Until last night, the only film directed by Pier Paolo Pasolini that I had ever seen was The Gospel According to St. Matthew (1964), though I had also seen Federico Fellini’s Nights of Cabiria (1957; my comments), to which Pasolini contributed some dialogue. Obviously, since I have made a point of seeing the non-Jesus films made by other directors who have made Jesus films, my lack of exposure to Pasolini’s other work is a problem.

So, last night, as part of the Pacific Cinematheque‘s Pier Paolo Pasolini retrospective, I caught the first two films he directed — Accattone (1961) and Mamma Roma (1962) — and I was pleasantly surprised to see that I really liked them. Like Cabiria, these films concern pimps and prostitutes trying to reform their lives, and there is a definite sympathy for the characters and a lyricism to the films that makes them quite engaging.

Accattone stars Franco Citti — a Pasolini regular, he was also in two Godfather films as Al Pacino’s Sicilian bodyguard — as a pimp who has never worked a day in his life and who compels his main squeeze to keep working the streets even after her broken leg is put in a cast. When one of her tricks goes bad, and she is sent to prison for perjury, Citti falls in love with another woman and tries to change his ways, with mixed results.

Pasolini has been called a “neorealist”, which evokes comparisons to such countrymen of his as Roberto Rossellini and Vittorio De Sica, but his poetic sensibility points beyond the movement’s straightforward depiction of lower-class life to something a little more ethereal; among other things, the film closes with a dream sequence, which raises the interesting question of whether a dream can ever be portrayed in a “realist” fashion.

On a parallel note, Pasolini himself once admitted to an interviewer that, while he based his Jesus film on Matthew’s gospel because Matthew was more concerned than the others with the affairs of day-to-day life, he actually preferred the mysticism of John’s gospel; and that same mix of impulses, that rootedness in reality while looking for something higher, is evident in this film as well, particularly in scenes where he plays the music of Bach over images of people being beaten, etc.; his use of such music is ironic, but not sarcastic, if you know what I mean. In fact, I believe the Bach tune that begins Accattone is the exact same one he went on to use over the opening credits of Matthew, which casts the aesthetics of that film in a whole new light, for me.

Mamma Roma, meanwhile, is a dynamic tour-de-force for Anna Magnani, who plays a prostitute full of life, humour, pathos and boundless energy; she laughs so often, and so hard, that you get a better look at her tonsils without the aid of close-ups than you’ll ever see of anyone else’s. In the first scene, she brings three pigs to the wedding reception of her former pimp (Citti again), and the animals loiter between the tables as the reception progresses, eating the scraps that fall to the floor; this inevitably brought to mind a certain biblical passage. Then Mamma Roma, the groom and the bride begin mocking each other through a series of improvised songs. It’s all quite funny, really.

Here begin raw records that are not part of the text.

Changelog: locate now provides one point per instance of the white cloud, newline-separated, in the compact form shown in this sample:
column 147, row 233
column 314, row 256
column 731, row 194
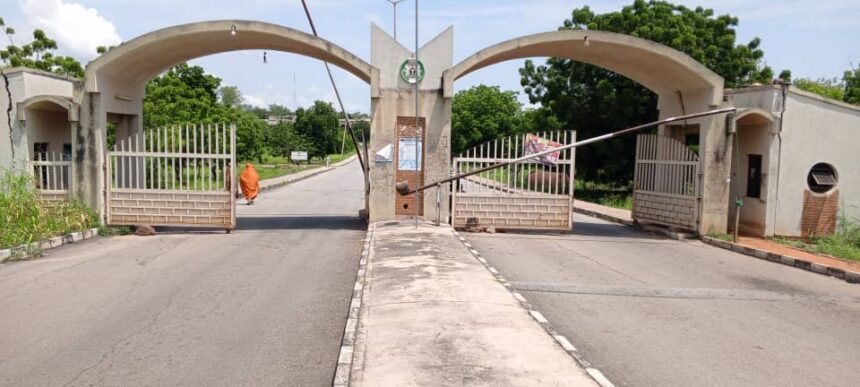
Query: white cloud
column 78, row 30
column 253, row 100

From there, the film concerns Mamma Roma’s efforts to get a real job and to renew her relationship with her 18-year-old son (Ettore Garofolo), who is interested in one of the local girls; in one scene, he offers this young woman a necklace of the Madonna and watches it rest in her cleavage as she puts it on. Mamma thinks her son could do better than this woman, though; meanwhile, her ex-pimp comes back into her life and makes a few demands that get in the way of her own plans. I’m not entirely sure what I make of the film’s climax, yet, but I love the way Pasolini and cinematographer Tonino Delli Colli capture life on the outskirts of Rome — full of empty roads, tall grass, developing buildings and desolate ruins — and I wouldn’t mind seeing it again.